Considered the national dish of Ireland, the Irish stew is a hearty dish packed full of flavour originating from the rural, peasant communities. Slow cooking in Ireland has its roots in the old methods of using a bastible (a cast iron pot with three or four legs) over open fire and it was a way of cooking down and tenderising cheap, tougher cuts of meat. The traditional version of Irish stew consists of just mutton or lamb, potatoes and onion but the Irish chefs and homecooks have gone on to experiment with different meats as well as add root vegetables, heritage grains, dumplings and warming aromatics (you’ll also see Guinness added for a richer broth). Kevin’s version uses rabbit and, in true Irish fashion, a good drizzle of cream but don’t be afraid to make this recipe your own.
Time: 30 mins (prep), 2 hrs 30 mins (cook)
Equipment: 2x frying pans, 1x wooden chopping board, 1x chef's knife, 1x wooden spoon
Place the pan onto the stove and season your rabbit.

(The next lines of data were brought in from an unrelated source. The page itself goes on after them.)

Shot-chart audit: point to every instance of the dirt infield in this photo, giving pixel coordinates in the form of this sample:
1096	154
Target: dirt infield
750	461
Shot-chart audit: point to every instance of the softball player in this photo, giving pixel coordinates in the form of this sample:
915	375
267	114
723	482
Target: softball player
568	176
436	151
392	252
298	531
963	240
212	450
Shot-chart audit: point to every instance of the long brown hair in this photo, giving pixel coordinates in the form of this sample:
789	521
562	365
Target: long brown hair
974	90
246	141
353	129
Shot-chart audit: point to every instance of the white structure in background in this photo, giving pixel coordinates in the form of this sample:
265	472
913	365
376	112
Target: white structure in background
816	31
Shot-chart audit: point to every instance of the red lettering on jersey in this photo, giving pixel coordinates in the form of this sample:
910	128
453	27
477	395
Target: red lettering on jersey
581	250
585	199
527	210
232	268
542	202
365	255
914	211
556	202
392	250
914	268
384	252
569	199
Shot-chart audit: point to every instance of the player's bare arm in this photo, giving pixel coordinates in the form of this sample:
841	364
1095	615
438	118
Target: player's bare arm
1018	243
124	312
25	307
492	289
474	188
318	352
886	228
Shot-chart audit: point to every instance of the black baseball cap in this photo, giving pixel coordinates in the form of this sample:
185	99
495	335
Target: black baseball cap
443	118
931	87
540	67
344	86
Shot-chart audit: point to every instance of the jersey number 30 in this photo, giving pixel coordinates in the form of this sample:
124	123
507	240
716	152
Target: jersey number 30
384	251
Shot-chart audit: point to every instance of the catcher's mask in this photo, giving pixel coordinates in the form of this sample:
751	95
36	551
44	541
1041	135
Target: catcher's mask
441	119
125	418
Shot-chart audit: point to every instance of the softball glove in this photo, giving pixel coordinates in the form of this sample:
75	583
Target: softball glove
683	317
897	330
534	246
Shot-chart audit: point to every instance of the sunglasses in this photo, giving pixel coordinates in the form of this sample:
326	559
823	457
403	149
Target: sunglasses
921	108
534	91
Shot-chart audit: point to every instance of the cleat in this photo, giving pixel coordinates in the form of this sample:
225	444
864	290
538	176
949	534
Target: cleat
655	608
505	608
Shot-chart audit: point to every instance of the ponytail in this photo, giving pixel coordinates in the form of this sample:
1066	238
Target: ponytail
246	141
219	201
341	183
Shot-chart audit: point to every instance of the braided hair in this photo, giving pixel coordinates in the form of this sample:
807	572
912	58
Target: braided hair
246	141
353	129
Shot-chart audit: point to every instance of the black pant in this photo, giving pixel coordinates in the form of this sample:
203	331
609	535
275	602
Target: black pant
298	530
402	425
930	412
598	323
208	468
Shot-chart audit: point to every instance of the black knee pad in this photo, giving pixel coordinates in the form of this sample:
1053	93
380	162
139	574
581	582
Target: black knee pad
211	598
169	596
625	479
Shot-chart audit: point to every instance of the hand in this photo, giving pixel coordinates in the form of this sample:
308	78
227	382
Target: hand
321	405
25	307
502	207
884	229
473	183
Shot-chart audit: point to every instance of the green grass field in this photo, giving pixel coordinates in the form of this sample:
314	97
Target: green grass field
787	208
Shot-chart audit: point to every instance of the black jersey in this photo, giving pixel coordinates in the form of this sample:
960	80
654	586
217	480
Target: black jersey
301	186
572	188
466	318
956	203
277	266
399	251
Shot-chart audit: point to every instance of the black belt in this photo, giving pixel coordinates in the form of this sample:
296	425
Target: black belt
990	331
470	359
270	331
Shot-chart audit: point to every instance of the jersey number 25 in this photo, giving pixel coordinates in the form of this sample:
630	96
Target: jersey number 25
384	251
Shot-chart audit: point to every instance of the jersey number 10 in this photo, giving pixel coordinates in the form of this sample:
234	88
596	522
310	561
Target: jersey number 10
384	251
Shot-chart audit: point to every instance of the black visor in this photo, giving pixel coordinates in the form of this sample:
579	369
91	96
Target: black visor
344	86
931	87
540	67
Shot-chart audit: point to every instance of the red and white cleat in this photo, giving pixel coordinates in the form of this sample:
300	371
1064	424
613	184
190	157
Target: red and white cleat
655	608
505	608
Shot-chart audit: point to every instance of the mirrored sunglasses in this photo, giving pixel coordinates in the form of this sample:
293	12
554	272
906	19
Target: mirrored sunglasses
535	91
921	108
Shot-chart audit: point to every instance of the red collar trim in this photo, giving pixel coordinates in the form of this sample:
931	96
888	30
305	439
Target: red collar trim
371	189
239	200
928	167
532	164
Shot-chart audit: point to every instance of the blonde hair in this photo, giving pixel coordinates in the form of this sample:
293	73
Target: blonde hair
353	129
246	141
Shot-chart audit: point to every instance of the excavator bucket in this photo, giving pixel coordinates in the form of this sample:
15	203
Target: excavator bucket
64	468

Into the pan add some rapeseed oil along with your two rabbit legs. We want to get these browning.
While the legs are browning slice the white onion and a clove of garlic. Turn your rabbit legs and then go in with the onions.
Now we can add the lentils, seaweed, and a diced carrot. Go in with some fresh herbs and a splash of the vermouth.
Cook the alcohol off before adding some stock. Cover the pan with a lid and then leave to simmer for 2 hours.
Now add a spoonful of mustard and a good drizzle of cream, gently stirring it in to the cooking juices.
Serve with mashed potatoes and with plenty of the stew's sauce. Enjoy!
Lentils were once a main source of protein in Ireland. We are growing it here in Dunbrody house and it shows the full circle of Ireland embracing its heritage. Lentils are one of the oldest cultivated legumes and they typically grow alongside wheat and barely. The two groups of lentils can be defined by varieties with flat and large seeds, and smaller rounded seeds.
It's so important to not turn the legs (or any meat) too fast once you have just added it to the pan - turning it too much will stop it browning and also reduce the heat of the pan.
The seaweed acts as a seasoning in the dish, instead of salt.
You can cook the stew in the oven, cover the pot with some foil or a lid and cook at 170°C/340°F for 2 hours.
After 2 hours the meat will be incredibly tender.
Be careful when adding in the cream and mustard - stir it in gently.
For the perfect mash potato, mix equal parts potato to fat (50/50 cream and butter).